Jednak jakość przeszczepionego materiału zależy nie tylko od liczby zawartych w nim komórek CD34+, ale także od ich aktywności funkcjonalnej, którą można ocenić na podstawie poziomu formowania kolonii in vivo (repopulacja szpiku kostnego u zwierząt śmiertelnie napromieniowanych) oraz in vitro - na podstawie wzrostu kolonii na półpłynnych podłożach. Okazało się, że aktywność kolonizacyjna i proliferacyjna komórek macierzystych układu krwiotwórczego o fenotypie CD34+CD38 HLA-DR izolowanych z wątroby zarodka, szpiku kostnego płodu i krwi pępowinowej znacznie przewyższa potencjał proliferacyjny i kolonizacyjny komórek krwiotwórczych szpiku kostnego i krwi obwodowej osoby dorosłej. Ilościowa i jakościowa analiza komórek HSC różnego pochodzenia wykazała istotne różnice zarówno w ich względnej zawartości w zawiesinie komórkowej, jak i zdolnościach funkcjonalnych. Maksymalną liczbę komórek CD34+ (24,6%) stwierdzono w przeszczepionym materiale uzyskanym ze szpiku kostnego płodu. Szpik kostny osoby dorosłej zawiera 2,1% elementów komórkowych CD34-dodatnich. Spośród komórek jednojądrowych krwi obwodowej osoby dorosłej tylko 0,5% ma fenotyp CD34+, podczas gdy we krwi pępowinowej ich liczba sięga 2%. Jednocześnie zdolność tworzenia kolonii komórek CD34+ szpiku kostnego płodu jest 2,7 razy większa niż zdolność wzrostu klonalnego komórek hematopoetycznych szpiku kostnego osoby dorosłej, a komórki krwi pępowinowej tworzą znacznie więcej kolonii niż elementy hematopoetyczne izolowane z krwi obwodowej osób dorosłych: odpowiednio 65,5 i 40,8 kolonii/105 komórek.
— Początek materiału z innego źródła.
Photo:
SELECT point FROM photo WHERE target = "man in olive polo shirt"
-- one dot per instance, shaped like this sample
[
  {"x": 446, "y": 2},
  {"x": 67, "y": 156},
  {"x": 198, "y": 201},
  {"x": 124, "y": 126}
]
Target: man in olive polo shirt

Różnice w aktywności proliferacyjnej i zdolności do tworzenia kolonii komórek macierzystych układu krwiotwórczego są związane nie tylko z różnym stopniem ich dojrzałości, ale także z ich naturalnym mikrośrodowiskiem. Wiadomo, że intensywność proliferacji i szybkość różnicowania komórek macierzystych są determinowane przez integralny efekt regulacyjny wieloskładnikowego układu czynników wzrostu i cytokin, które są wytwarzane zarówno przez same komórki macierzyste, jak i przez elementy komórkowe ich mikrośrodowiska macierzysto-podścieliskowego. Zastosowanie oczyszczonych populacji komórek i pożywek bez surowicy do hodowli komórek pozwoliło na scharakteryzowanie czynników wzrostu, które mają stymulujący i hamujący wpływ na komórki macierzyste różnego poziomu, komórki progenitorowe i komórki zaangażowane w jednym lub drugim kierunku liniowym. Wyniki badań przekonująco wskazują, że HSC uzyskane ze źródeł o różnym stopniu rozwoju ontogenetycznego różnią się zarówno fenotypowo, jak i funkcjonalnie. HSC na wcześniejszych etapach ontogenezy charakteryzują się wysokim potencjałem samoreprodukcji i wysoką aktywnością proliferacyjną. Takie komórki wyróżniają się dłuższymi telomerami i ulegają zaangażowaniu w tworzenie wszystkich linii komórek hematopoetycznych. Odpowiedź układu odpornościowego na HSC pochodzenia embrionalnego jest opóźniona, ponieważ takie komórki słabo wyrażają cząsteczki HLA. Istnieje wyraźna gradacja względnej zawartości HSC, ich zdolności do samoodnawiania i liczby typów linii zaangażowania, które tworzą: komórki CD34+ wątroby embrionalnej > komórki CD34+ krwi pępowinowej > komórki CD34+ szpiku kostnego. Ważne jest, że takie różnice są nieodłączne nie tylko dla okresów wewnątrz-, neo- i wczesnego postnatalnego rozwoju człowieka, ale także dla całej ontogenezy - aktywność proliferacyjna i tworząca kolonie HSC uzyskanych ze szpiku kostnego lub krwi obwodowej osoby dorosłej jest odwrotnie proporcjonalna do wieku dawcy.